The focus of this of necessity short article has been on e-mail and the Web. There is however something of a continuum of collaborative methods available between these two extremes. Mention should perhaps be made of an interesting experiment that started in late 1997, that of the "virtual chemistry lecture", which made use of Web technologies to deliver a keynote lecture, followed by panel discussions and eventually moderated comments from a virtual audience of some 350 registrants to the event.[11] The lecture slides were themselves hyperlinked to other on-line materials, and were chemically enhanced in a manner similar to that shown in Figures 2 and 3. It seems unlikely that such events will in the near future supercede the more conventional delivered talk to a real audience. Indeed, as the author of original lecture, I followed this up by giving the same lecture to a live audience a few weeks later. Whilst the latter allows more ephemeral devices such as humour to be employed, only time will tell which of the delivery methods has the longer term impact on scientific communication.

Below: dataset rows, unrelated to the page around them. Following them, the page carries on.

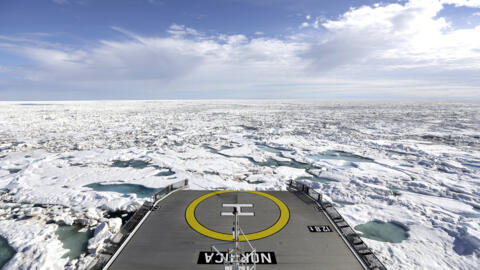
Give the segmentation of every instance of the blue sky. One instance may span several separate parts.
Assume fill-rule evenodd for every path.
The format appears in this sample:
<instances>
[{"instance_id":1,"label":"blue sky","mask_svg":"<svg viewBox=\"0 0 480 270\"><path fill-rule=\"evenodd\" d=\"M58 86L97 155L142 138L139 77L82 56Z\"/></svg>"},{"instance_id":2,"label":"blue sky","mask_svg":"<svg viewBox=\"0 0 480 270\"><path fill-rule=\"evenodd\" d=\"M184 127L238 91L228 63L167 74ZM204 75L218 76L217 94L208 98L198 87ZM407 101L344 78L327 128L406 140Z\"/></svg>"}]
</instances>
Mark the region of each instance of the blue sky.
<instances>
[{"instance_id":1,"label":"blue sky","mask_svg":"<svg viewBox=\"0 0 480 270\"><path fill-rule=\"evenodd\" d=\"M479 78L478 0L0 0L0 100L479 100Z\"/></svg>"}]
</instances>

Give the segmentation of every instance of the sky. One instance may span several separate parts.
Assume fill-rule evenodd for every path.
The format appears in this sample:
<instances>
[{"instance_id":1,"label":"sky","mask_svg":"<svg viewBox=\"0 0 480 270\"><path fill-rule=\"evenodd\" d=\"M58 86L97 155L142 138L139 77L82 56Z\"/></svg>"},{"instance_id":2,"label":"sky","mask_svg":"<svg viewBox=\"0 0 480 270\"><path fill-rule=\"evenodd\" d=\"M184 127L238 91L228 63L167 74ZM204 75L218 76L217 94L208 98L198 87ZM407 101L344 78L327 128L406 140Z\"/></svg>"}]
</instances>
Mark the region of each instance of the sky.
<instances>
[{"instance_id":1,"label":"sky","mask_svg":"<svg viewBox=\"0 0 480 270\"><path fill-rule=\"evenodd\" d=\"M480 101L480 0L0 0L0 100Z\"/></svg>"}]
</instances>

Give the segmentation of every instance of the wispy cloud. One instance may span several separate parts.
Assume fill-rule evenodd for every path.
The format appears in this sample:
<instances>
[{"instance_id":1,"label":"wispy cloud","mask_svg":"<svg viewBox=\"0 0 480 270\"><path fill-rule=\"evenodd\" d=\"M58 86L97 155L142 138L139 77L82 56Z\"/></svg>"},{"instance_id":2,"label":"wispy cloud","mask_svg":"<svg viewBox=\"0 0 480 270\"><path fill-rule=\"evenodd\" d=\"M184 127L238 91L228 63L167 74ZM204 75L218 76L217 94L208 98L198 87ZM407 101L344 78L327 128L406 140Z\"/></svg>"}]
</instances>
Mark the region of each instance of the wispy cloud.
<instances>
[{"instance_id":1,"label":"wispy cloud","mask_svg":"<svg viewBox=\"0 0 480 270\"><path fill-rule=\"evenodd\" d=\"M161 1L161 0L147 0L147 2L152 4L152 5L157 5L157 6L160 6L160 5L164 4L164 2Z\"/></svg>"},{"instance_id":2,"label":"wispy cloud","mask_svg":"<svg viewBox=\"0 0 480 270\"><path fill-rule=\"evenodd\" d=\"M52 0L55 4L63 5L67 4L69 1L68 0Z\"/></svg>"},{"instance_id":3,"label":"wispy cloud","mask_svg":"<svg viewBox=\"0 0 480 270\"><path fill-rule=\"evenodd\" d=\"M58 5L68 5L68 4L85 5L90 0L51 0L51 1Z\"/></svg>"},{"instance_id":4,"label":"wispy cloud","mask_svg":"<svg viewBox=\"0 0 480 270\"><path fill-rule=\"evenodd\" d=\"M457 7L473 7L473 8L480 7L479 0L440 0L440 2L442 4L455 5Z\"/></svg>"},{"instance_id":5,"label":"wispy cloud","mask_svg":"<svg viewBox=\"0 0 480 270\"><path fill-rule=\"evenodd\" d=\"M192 36L200 36L201 34L190 27L186 27L185 25L179 25L179 24L172 24L167 30L168 33L172 34L175 37L182 37L186 35L192 35Z\"/></svg>"}]
</instances>

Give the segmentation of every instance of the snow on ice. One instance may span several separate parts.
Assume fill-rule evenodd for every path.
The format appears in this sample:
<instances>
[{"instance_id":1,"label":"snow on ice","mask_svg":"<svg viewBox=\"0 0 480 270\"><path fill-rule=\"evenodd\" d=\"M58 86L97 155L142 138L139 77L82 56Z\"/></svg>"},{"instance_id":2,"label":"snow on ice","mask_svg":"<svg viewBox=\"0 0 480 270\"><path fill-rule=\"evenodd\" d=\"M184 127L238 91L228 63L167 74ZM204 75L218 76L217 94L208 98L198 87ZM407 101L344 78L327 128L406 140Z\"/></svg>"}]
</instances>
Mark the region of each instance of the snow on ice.
<instances>
[{"instance_id":1,"label":"snow on ice","mask_svg":"<svg viewBox=\"0 0 480 270\"><path fill-rule=\"evenodd\" d=\"M301 179L352 227L405 228L400 243L365 238L387 268L479 269L479 116L475 103L2 102L0 235L16 251L4 269L82 269L120 227L109 213L183 179ZM73 260L56 235L72 224L94 231Z\"/></svg>"}]
</instances>

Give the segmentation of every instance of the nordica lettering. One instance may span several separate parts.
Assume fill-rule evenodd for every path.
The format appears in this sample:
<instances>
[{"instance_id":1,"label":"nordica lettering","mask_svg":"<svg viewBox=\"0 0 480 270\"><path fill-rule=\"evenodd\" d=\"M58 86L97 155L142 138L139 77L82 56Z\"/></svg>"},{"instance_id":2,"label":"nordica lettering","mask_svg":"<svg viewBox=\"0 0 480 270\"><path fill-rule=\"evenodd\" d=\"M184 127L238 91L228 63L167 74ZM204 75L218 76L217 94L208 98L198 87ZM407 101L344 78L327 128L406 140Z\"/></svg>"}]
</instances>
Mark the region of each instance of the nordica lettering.
<instances>
[{"instance_id":1,"label":"nordica lettering","mask_svg":"<svg viewBox=\"0 0 480 270\"><path fill-rule=\"evenodd\" d=\"M233 258L228 252L201 251L197 264L224 264L232 262ZM258 251L256 253L245 252L240 258L246 264L277 264L275 253L272 251Z\"/></svg>"}]
</instances>

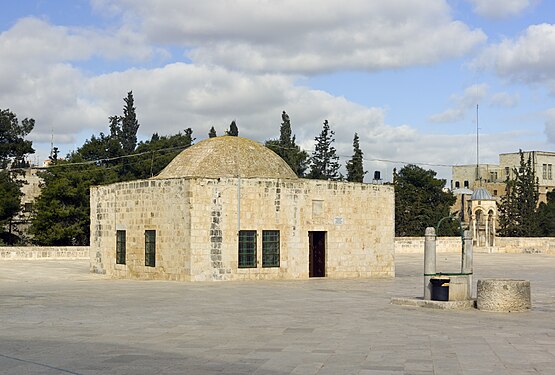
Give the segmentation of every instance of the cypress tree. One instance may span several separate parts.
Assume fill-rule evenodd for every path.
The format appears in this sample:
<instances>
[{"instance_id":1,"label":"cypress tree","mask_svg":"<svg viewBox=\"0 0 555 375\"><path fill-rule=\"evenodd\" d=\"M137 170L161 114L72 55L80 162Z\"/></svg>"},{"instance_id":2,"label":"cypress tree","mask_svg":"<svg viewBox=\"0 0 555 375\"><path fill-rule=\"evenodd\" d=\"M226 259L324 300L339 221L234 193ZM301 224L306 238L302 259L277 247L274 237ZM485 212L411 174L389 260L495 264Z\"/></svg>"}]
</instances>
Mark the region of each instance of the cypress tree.
<instances>
[{"instance_id":1,"label":"cypress tree","mask_svg":"<svg viewBox=\"0 0 555 375\"><path fill-rule=\"evenodd\" d=\"M353 157L347 162L347 181L350 182L362 182L364 180L364 165L362 160L362 150L360 149L360 143L358 134L355 133L353 138Z\"/></svg>"},{"instance_id":2,"label":"cypress tree","mask_svg":"<svg viewBox=\"0 0 555 375\"><path fill-rule=\"evenodd\" d=\"M118 138L124 155L128 155L137 147L137 131L140 125L135 112L133 91L129 91L123 100L125 106L123 107L123 117L121 117L121 133Z\"/></svg>"},{"instance_id":3,"label":"cypress tree","mask_svg":"<svg viewBox=\"0 0 555 375\"><path fill-rule=\"evenodd\" d=\"M218 135L216 134L216 129L214 129L214 127L212 126L210 128L210 131L208 132L208 138L214 138L217 137Z\"/></svg>"},{"instance_id":4,"label":"cypress tree","mask_svg":"<svg viewBox=\"0 0 555 375\"><path fill-rule=\"evenodd\" d=\"M265 145L281 156L297 176L303 177L307 168L308 154L296 144L295 136L291 136L291 120L285 111L282 112L281 119L279 140L266 141Z\"/></svg>"},{"instance_id":5,"label":"cypress tree","mask_svg":"<svg viewBox=\"0 0 555 375\"><path fill-rule=\"evenodd\" d=\"M235 120L231 121L231 124L229 124L229 130L227 132L227 135L231 135L233 137L239 136L239 128L237 127Z\"/></svg>"},{"instance_id":6,"label":"cypress tree","mask_svg":"<svg viewBox=\"0 0 555 375\"><path fill-rule=\"evenodd\" d=\"M532 155L513 168L514 178L507 177L506 194L498 205L499 234L506 237L534 237L541 235L538 217L539 188L532 166Z\"/></svg>"}]
</instances>

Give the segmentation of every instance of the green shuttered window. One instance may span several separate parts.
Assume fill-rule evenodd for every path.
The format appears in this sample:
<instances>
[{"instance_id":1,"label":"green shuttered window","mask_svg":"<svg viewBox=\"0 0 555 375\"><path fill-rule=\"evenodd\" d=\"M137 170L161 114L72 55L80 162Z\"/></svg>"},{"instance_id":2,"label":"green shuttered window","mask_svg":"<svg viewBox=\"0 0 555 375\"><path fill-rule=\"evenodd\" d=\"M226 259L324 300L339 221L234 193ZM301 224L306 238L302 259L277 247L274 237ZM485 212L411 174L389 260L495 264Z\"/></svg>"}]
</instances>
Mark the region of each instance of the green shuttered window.
<instances>
[{"instance_id":1,"label":"green shuttered window","mask_svg":"<svg viewBox=\"0 0 555 375\"><path fill-rule=\"evenodd\" d=\"M239 231L239 268L256 267L256 231Z\"/></svg>"},{"instance_id":2,"label":"green shuttered window","mask_svg":"<svg viewBox=\"0 0 555 375\"><path fill-rule=\"evenodd\" d=\"M262 267L279 267L279 230L262 231Z\"/></svg>"},{"instance_id":3,"label":"green shuttered window","mask_svg":"<svg viewBox=\"0 0 555 375\"><path fill-rule=\"evenodd\" d=\"M145 230L145 266L156 266L156 231Z\"/></svg>"},{"instance_id":4,"label":"green shuttered window","mask_svg":"<svg viewBox=\"0 0 555 375\"><path fill-rule=\"evenodd\" d=\"M116 264L125 264L125 231L116 231Z\"/></svg>"}]
</instances>

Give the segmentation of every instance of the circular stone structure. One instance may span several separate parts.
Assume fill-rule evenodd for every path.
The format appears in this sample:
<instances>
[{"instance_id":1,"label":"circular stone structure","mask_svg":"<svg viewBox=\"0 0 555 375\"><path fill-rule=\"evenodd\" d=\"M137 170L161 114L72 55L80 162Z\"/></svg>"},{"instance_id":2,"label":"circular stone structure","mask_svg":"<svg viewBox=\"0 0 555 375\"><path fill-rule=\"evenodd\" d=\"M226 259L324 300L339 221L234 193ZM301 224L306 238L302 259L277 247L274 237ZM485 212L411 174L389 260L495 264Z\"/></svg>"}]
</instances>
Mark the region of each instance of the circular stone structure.
<instances>
[{"instance_id":1,"label":"circular stone structure","mask_svg":"<svg viewBox=\"0 0 555 375\"><path fill-rule=\"evenodd\" d=\"M296 179L297 175L269 148L247 138L221 136L185 149L154 178L181 177Z\"/></svg>"},{"instance_id":2,"label":"circular stone structure","mask_svg":"<svg viewBox=\"0 0 555 375\"><path fill-rule=\"evenodd\" d=\"M478 310L513 312L527 311L532 307L528 280L478 280L476 297Z\"/></svg>"}]
</instances>

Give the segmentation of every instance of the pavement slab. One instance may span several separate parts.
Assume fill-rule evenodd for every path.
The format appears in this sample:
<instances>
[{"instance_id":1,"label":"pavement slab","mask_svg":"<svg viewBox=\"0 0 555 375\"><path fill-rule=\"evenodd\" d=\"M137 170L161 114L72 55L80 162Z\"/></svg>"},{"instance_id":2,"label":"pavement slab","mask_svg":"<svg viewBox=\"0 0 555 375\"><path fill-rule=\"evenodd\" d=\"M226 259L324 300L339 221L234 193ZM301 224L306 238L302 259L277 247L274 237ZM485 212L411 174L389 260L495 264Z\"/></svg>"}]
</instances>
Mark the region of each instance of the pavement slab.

This very brief overview of Internet-enabled scientific communication merely scratches at the surface of what is possible. Of course, communication is more than just about the technology, it is about finding methods that the scientists find helpful, and where the technology does not distract from the science. The must be the challenge we face over the next decade, in reconciling technical wizardy with genuinely enhanced scientific perceptions. We must not also forget the legacy we must bequeath future generations, for whom the current technology will seem quaint indeed, and who must not not lose access to the knowledge because of this. Other brain teasers include how to handle to issues of copyright resulting from such "active" content. There remains much to be done, but it would be fair to say that the potential for changing the some of the ways that scientists can communicate with each other is substantial.